Oregon State University (OSU) chemist Mas Subramanian and his team discovered YInMn blue — named after the elements Yttrium, Indium and Manganese — while experimenting with materials for electronics applications. According to the OSU press release, the beautiful blue was discovered through a chemistry lab accident back in 2009 and is now going into the marketplace. “It was serendipity, actually; a happy, accidental discovery,” Subramanian said in the statement.
Photo courtesy Oregon State University
While the color looks similar enough to cobalt blue, its properties are stronger and more durable.
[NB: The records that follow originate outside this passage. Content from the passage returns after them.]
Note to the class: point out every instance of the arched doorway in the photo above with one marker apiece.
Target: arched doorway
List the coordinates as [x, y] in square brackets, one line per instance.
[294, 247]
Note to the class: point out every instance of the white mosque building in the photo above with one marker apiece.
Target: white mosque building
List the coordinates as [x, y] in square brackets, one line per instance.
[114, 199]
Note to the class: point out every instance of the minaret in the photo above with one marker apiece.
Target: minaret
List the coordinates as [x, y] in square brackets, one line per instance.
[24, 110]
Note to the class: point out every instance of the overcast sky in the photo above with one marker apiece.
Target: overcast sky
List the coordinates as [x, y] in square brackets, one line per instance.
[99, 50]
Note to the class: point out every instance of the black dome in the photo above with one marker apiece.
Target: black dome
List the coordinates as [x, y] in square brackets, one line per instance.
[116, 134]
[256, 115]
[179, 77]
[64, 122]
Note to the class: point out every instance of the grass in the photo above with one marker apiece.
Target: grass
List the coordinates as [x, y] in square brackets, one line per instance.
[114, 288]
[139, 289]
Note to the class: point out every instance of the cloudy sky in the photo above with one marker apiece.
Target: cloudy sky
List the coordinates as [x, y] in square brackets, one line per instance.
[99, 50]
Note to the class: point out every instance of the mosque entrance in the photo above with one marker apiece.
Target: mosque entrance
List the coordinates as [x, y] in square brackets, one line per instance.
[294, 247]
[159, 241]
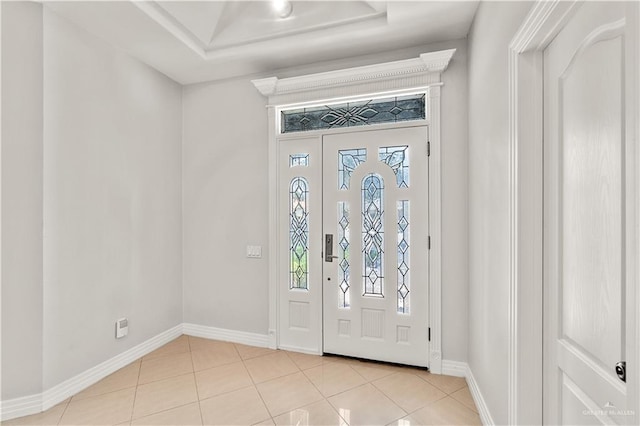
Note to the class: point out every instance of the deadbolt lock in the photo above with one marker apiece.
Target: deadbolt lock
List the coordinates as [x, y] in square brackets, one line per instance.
[621, 370]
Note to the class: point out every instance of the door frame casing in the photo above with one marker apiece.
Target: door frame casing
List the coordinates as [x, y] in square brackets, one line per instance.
[392, 78]
[526, 308]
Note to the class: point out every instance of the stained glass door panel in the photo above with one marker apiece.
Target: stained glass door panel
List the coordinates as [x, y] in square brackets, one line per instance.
[375, 288]
[299, 241]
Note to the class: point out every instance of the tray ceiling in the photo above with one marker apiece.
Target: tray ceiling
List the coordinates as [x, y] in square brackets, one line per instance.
[195, 41]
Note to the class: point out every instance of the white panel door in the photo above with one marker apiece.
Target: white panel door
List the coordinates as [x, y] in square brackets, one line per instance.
[375, 266]
[299, 244]
[589, 214]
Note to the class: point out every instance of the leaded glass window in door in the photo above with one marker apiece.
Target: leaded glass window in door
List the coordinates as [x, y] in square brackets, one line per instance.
[403, 256]
[299, 234]
[344, 260]
[373, 234]
[348, 160]
[397, 157]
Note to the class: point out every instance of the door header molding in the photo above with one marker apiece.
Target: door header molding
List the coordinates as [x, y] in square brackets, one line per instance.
[422, 71]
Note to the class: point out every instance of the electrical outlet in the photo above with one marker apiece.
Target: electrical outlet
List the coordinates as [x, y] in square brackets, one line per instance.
[122, 328]
[254, 252]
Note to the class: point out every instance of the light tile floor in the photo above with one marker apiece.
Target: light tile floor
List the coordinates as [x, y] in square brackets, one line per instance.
[193, 381]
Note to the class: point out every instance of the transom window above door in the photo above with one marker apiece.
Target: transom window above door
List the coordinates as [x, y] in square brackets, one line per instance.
[365, 112]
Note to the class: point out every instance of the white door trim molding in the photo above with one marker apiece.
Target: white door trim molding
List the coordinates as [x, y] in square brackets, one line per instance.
[540, 26]
[423, 73]
[525, 208]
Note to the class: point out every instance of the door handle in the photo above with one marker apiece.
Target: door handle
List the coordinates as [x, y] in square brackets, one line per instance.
[328, 248]
[621, 370]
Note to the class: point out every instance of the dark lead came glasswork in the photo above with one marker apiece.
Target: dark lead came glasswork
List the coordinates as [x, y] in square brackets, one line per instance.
[372, 234]
[397, 157]
[299, 234]
[298, 160]
[403, 256]
[348, 160]
[350, 114]
[343, 254]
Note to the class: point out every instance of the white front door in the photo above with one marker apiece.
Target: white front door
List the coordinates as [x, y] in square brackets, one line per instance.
[367, 191]
[375, 228]
[590, 201]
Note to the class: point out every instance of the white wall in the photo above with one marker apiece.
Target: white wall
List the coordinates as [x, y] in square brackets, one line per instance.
[493, 28]
[21, 199]
[112, 216]
[225, 198]
[91, 187]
According to Subramanian, "The new pigment is formed by a unique crystal structure that allows the manganese ions to absorb red and green wavelengths of light, while only reflecting blue. The vibrant blue is so durable, and its compounds are so stable – even in oil and water – that the color does not fade. These characteristics make the new pigment versatile for a variety of commercial products. Used in paints, for example, they can help keep buildings cool by reflecting infrared light...[and] none of the pigment’s ingredients are toxic."
Another possible use of the product may be in roofing materials. "The new pigment is a “cool blue” compound that has infrared reflectivity of about 40 percent – much high than other blue pigments – and could be used in the blue roofing movement," according to the OSU press release.
Subramanian is now attempting to discover other new pigments through his "accidental" experimentation techniques. What other exciting color discoveries are yet to be discovered?